I think this is a real problem. My DS1 suffered from it badly. Looking back, I can see it started around his reception year, and writing was the issue for him. Up to that point, everything he'd ever done had come easily and naturally to him - climbing, running, riding bikes/trikes, building things with lego and yoghurt pots, reading, talking - it had all just come naturally. But suddenly he was expected to do something that didn't come naturally, and he didn't like it at all.
Looking back, I can see what I would have done when he was very young: I'd've given him more opportunities to do things that were difficult, and minimised or 'talked it down' when he failed. "Can't you do it? Oh well, never mind!" As it was, I tried to be very 'enabling', and praised and encouraged and effectively 'protected' him from having to deal with any failure.
It's harder to see what to do about it when they're teens. It's hard to see how one can create little opportunities for them to 'practice' failing, safely, and without much fuss; but I think we should if we can.

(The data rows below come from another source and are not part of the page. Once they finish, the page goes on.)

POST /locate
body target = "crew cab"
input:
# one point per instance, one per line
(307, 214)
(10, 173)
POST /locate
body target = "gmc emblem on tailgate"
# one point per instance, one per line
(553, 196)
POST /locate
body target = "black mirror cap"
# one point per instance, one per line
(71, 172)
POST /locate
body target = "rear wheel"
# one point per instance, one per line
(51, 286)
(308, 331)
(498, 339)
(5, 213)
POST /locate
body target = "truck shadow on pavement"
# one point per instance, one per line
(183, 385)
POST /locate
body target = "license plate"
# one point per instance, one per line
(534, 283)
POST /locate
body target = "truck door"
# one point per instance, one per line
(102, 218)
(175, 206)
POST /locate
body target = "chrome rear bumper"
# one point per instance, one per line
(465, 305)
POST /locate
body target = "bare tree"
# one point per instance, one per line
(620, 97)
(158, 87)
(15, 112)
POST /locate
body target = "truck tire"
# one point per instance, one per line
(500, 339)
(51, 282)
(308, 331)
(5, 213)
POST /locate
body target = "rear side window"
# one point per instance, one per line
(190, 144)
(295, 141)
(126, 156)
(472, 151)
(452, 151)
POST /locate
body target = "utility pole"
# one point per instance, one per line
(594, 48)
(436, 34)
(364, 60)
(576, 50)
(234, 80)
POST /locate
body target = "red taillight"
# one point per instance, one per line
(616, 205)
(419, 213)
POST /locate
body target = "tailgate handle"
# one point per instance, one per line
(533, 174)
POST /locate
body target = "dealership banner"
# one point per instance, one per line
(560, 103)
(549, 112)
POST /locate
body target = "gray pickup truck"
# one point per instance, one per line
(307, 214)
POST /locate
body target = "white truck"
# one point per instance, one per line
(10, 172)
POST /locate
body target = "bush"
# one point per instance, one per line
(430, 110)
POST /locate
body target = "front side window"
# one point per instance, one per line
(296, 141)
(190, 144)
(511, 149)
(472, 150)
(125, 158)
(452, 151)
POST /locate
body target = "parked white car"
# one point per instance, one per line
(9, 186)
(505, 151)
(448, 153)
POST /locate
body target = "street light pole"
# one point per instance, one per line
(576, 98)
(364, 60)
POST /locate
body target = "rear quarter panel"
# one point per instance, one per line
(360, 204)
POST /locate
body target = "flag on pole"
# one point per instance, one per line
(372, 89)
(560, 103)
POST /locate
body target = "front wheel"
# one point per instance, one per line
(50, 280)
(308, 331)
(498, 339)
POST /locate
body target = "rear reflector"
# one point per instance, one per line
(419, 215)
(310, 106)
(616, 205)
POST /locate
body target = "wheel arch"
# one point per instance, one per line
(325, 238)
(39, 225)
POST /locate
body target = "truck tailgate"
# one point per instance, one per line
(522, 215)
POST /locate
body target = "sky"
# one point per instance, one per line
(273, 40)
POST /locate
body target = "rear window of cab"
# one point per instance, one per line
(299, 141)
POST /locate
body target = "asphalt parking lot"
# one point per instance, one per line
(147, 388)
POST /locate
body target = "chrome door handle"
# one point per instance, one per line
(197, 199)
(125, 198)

A wise friend of mine observed that fear of failure tends to become a vicious circle, because if they never push on through the fear, they forget how good success feels. And they come to associate trying with only the fear and anxiety they feel beforehand. :(
That certainly seemed true for my son, and it became a real problem.
I talked to him about it. That insight did seem to help a bit. I emphasised how bad 'not trying' was making him feel, and how good it would feel if he succeeded. In the end, right at a major crunch point where the stakes were high and the negative fallout would have come quickly, and in the face of major fear and 'fight or flight' instincts, he nevertheless gathered his courage and tried. And thankfully succeeded. It was a real turning point for him.
I wish you luck with your DS, twosteps.